Spartan Banner Staff

Brookfield East Students decided it was time to take action. In the wake of the shooting at Marjory Stoneman Douglas High School in Parkland Florida, teenagers across the country have taken to protests, discussions, and expressions of solidarity in an effort to prevent such a tragedy from happening again.

To commemorate the one-month anniversary of the event, East faculty and students brainstormed multiple ways for members of the school to productively and effectively communicate their condolences and have their questions on safety answered.

After much discussion, four “stations” were designed, each uniquely allowing students to take the path of action they desired.
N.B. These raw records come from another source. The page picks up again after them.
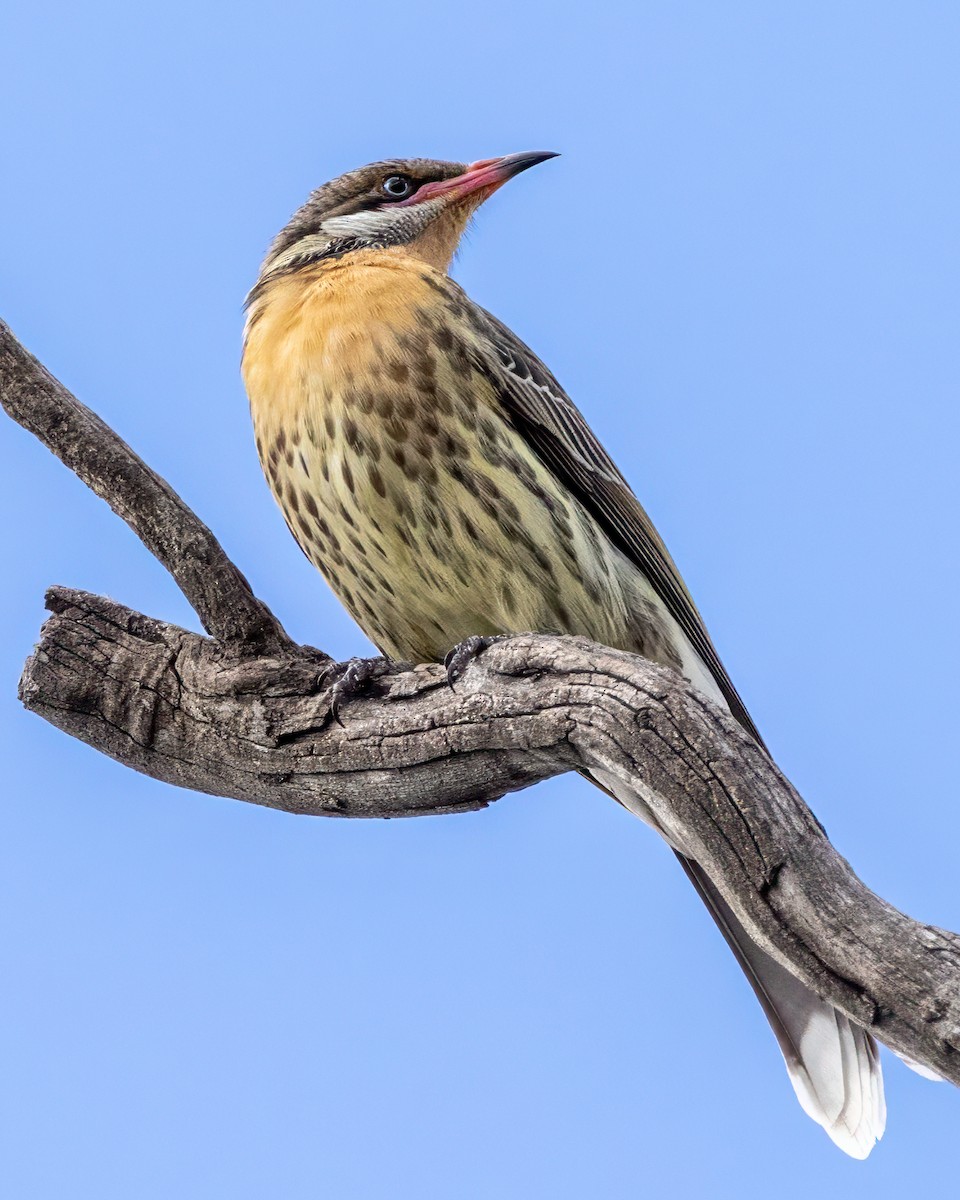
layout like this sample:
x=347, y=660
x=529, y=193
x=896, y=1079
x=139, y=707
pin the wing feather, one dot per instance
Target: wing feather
x=556, y=430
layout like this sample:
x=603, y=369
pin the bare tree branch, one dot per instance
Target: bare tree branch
x=244, y=715
x=173, y=534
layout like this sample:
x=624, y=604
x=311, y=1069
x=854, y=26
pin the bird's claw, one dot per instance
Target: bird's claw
x=463, y=653
x=347, y=681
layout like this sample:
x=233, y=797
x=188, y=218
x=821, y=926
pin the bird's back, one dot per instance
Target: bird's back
x=401, y=474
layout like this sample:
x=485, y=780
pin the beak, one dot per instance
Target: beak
x=485, y=175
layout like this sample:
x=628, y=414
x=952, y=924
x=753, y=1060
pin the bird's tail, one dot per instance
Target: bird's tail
x=833, y=1063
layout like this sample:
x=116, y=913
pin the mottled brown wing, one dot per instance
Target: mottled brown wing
x=556, y=430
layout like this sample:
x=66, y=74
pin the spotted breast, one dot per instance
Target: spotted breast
x=388, y=451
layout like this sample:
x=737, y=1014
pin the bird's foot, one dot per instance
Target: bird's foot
x=462, y=654
x=347, y=681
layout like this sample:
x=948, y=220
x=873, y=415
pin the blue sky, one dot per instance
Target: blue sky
x=744, y=269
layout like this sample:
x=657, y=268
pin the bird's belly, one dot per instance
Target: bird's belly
x=427, y=544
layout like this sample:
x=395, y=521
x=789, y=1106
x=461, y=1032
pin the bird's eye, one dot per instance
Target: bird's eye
x=397, y=187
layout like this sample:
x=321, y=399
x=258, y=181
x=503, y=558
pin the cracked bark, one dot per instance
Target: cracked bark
x=241, y=714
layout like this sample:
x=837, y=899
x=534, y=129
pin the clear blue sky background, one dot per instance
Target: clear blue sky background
x=744, y=268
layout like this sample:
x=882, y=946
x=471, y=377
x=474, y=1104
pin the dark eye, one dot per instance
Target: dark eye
x=397, y=187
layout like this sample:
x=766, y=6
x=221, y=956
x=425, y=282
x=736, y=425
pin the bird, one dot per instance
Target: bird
x=448, y=489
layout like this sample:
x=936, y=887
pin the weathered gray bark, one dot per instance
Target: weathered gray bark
x=244, y=714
The first created a space for questions on safety protocol as well as suggestions for new policies. Martin Wilson, senior, thought learning more about the issue and how East deals with it was “the most productive thing to do,” as it would enable him to get other students involved and have his voice heard.
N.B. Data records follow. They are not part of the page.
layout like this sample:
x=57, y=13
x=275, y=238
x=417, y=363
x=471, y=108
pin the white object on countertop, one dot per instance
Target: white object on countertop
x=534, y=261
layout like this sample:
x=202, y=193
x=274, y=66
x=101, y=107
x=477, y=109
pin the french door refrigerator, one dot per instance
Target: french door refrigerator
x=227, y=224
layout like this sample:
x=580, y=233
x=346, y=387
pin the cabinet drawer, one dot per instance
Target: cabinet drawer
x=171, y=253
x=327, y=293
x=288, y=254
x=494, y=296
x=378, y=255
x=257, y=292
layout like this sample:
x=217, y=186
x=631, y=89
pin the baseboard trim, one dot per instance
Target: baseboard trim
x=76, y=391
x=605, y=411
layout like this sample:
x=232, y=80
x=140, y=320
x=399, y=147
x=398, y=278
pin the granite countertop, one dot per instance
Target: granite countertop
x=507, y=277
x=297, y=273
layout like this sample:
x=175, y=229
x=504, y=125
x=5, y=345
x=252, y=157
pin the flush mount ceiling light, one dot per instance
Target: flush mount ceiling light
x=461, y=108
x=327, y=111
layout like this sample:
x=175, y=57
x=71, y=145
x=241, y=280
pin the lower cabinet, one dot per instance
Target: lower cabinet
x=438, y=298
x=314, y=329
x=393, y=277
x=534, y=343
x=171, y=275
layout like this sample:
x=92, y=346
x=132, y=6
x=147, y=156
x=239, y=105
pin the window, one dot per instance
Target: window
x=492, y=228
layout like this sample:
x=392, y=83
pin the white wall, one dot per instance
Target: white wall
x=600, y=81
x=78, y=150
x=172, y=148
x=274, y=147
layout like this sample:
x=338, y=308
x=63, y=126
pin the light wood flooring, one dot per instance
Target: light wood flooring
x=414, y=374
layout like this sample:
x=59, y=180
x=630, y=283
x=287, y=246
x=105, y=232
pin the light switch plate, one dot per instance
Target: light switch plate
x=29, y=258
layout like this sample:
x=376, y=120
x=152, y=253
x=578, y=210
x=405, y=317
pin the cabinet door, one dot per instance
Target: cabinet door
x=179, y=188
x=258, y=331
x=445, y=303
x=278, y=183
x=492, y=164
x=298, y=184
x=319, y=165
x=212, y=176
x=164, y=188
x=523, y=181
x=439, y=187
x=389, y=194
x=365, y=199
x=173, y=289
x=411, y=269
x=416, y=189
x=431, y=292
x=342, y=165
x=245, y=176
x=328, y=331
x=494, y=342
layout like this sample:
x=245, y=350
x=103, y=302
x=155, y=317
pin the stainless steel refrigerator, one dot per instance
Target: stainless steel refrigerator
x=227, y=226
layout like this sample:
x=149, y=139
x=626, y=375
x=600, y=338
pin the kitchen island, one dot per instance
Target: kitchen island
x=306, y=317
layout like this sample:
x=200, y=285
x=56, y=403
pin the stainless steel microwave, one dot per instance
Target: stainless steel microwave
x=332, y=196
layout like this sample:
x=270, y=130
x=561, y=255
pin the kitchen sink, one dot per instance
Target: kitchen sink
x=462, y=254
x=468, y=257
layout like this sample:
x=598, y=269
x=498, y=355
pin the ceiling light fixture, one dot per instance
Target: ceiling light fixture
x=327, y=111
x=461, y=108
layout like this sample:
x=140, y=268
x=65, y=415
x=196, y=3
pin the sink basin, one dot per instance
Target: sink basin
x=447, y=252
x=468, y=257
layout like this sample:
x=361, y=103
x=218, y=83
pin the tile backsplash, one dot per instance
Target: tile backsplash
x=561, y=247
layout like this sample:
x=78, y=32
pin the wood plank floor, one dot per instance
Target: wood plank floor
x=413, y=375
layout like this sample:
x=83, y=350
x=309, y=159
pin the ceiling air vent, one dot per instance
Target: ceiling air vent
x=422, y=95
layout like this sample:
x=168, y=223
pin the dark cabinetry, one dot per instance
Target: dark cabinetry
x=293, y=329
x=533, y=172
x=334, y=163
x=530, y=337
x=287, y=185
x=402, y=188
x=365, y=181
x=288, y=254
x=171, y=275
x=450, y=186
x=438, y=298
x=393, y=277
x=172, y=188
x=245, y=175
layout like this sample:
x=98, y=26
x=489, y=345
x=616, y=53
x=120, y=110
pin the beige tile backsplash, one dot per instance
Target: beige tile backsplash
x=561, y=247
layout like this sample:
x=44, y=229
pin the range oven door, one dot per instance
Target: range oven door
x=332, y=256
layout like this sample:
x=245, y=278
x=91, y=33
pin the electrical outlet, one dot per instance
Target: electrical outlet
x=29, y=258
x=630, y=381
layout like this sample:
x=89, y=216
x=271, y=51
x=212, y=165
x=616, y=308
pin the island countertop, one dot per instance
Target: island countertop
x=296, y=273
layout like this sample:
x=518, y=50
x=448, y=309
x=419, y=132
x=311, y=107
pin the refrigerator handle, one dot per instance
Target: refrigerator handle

While he appreciated the opportunity to talk to fellow students and administrators, junior Evan Clark hoped there would be more specific information provided regarding what specifically students should do during these crisis situations. He argued that “there was a lot of mention of protocols, but no details.”

Associate Principal Mrs. Schenk, who conducted the session, was very happy with what she saw, as it allowed those who run the school to “hear student voices and validate that [the administration] wants to hear and address concerns.” She was glad to see so many students with passion about keeping Brookfield East safe.
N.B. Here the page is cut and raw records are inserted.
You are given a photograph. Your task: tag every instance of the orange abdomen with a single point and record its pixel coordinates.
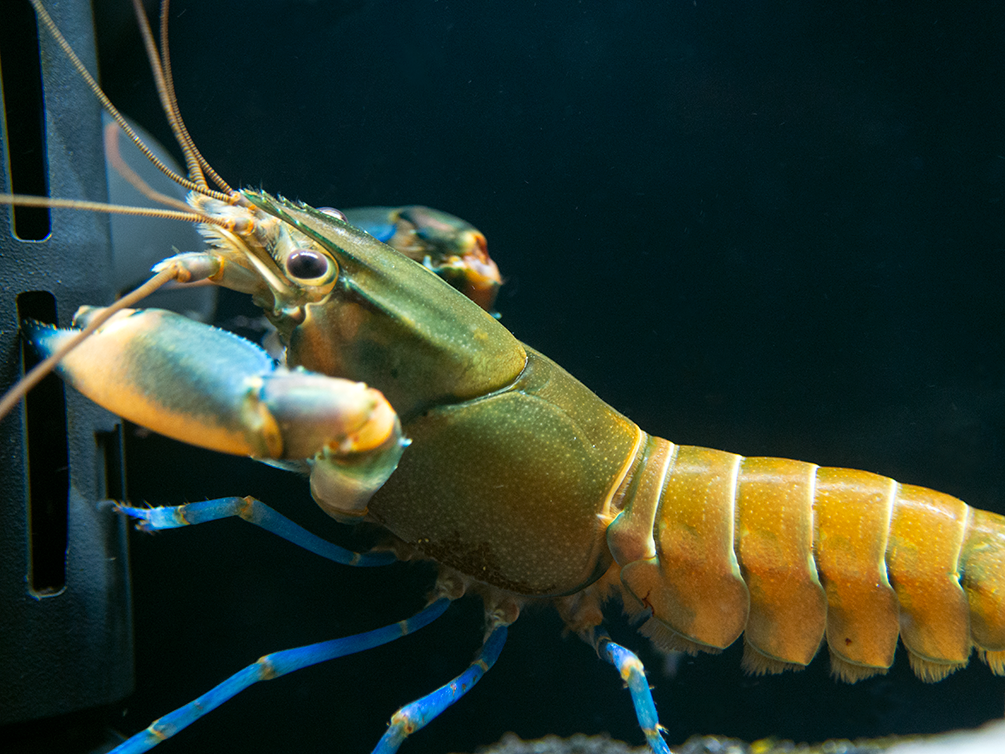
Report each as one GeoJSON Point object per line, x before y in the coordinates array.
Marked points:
{"type": "Point", "coordinates": [717, 544]}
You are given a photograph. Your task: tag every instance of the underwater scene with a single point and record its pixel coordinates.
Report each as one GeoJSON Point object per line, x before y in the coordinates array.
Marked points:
{"type": "Point", "coordinates": [770, 228]}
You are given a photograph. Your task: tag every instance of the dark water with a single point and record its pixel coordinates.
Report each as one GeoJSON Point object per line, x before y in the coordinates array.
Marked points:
{"type": "Point", "coordinates": [764, 227]}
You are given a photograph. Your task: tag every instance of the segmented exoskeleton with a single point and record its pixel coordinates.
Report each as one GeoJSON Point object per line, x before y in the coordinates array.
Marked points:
{"type": "Point", "coordinates": [882, 489]}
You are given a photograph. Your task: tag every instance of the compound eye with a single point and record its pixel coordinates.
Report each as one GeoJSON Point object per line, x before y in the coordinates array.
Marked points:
{"type": "Point", "coordinates": [308, 264]}
{"type": "Point", "coordinates": [338, 213]}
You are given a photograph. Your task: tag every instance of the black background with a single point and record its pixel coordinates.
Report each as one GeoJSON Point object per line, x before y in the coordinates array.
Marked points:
{"type": "Point", "coordinates": [773, 228]}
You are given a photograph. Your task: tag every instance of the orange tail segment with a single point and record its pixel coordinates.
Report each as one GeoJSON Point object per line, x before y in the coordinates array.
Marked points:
{"type": "Point", "coordinates": [715, 544]}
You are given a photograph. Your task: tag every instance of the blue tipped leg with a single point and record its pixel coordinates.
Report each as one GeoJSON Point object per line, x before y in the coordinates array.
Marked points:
{"type": "Point", "coordinates": [273, 666]}
{"type": "Point", "coordinates": [633, 674]}
{"type": "Point", "coordinates": [254, 512]}
{"type": "Point", "coordinates": [418, 714]}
The second of four stations gave students time to write letters to the members of the Stoneman Douglas community.

Many expressed how sad they were that the children their age had to go through something so tragic, that they would never be able to live the same again. Because their emotions were so strong, some students found it hard to put their thoughts into words.

Katie Krause, freshman, had an especially hard time writing her letter, as she “had never experienced anything like what they’re going through.” She felt so bad for the students that she was at a loss for words.

The third station gave students the opportunity to write to their local legislators; most chose to address their messages to Governor Walker, Representative Sensenbrenner, and/or State Senator Vukmir.

Anshul Tripathi, junior, believes that writing to government officials is the best way to make change – especially when an entire community does it. One letter alone may not do much; however, “hundreds of thousands will send a message that people care.”

The fourth and final station was walkout and moment of silence in the football field; students formed a circle and joined hands in solidarity and mourning for the victims and families affected by the shooting.

Senior Cailyn Reid found the moment to be a show of unity — people were able to “put the politics aside and come together as a cohesive unit”. The walkout was not about debating Republican and Democrat positions, it was about “remembering and honoring the 17 lost.”

The combined efforts of East students is certainly a positive step in the right direction, but sophomore Katrina Li argues that this isn’t enough, that we must take advantage of this momentum to create large change in the ways we view school safety.

Li thinks that the emotions running strong across the country are necessary for legislators to “reevaluate the policies currently in place” and make America a safer place. Through this movement, Brookfield East students can have real influence on the national level and have their voices heard across the country.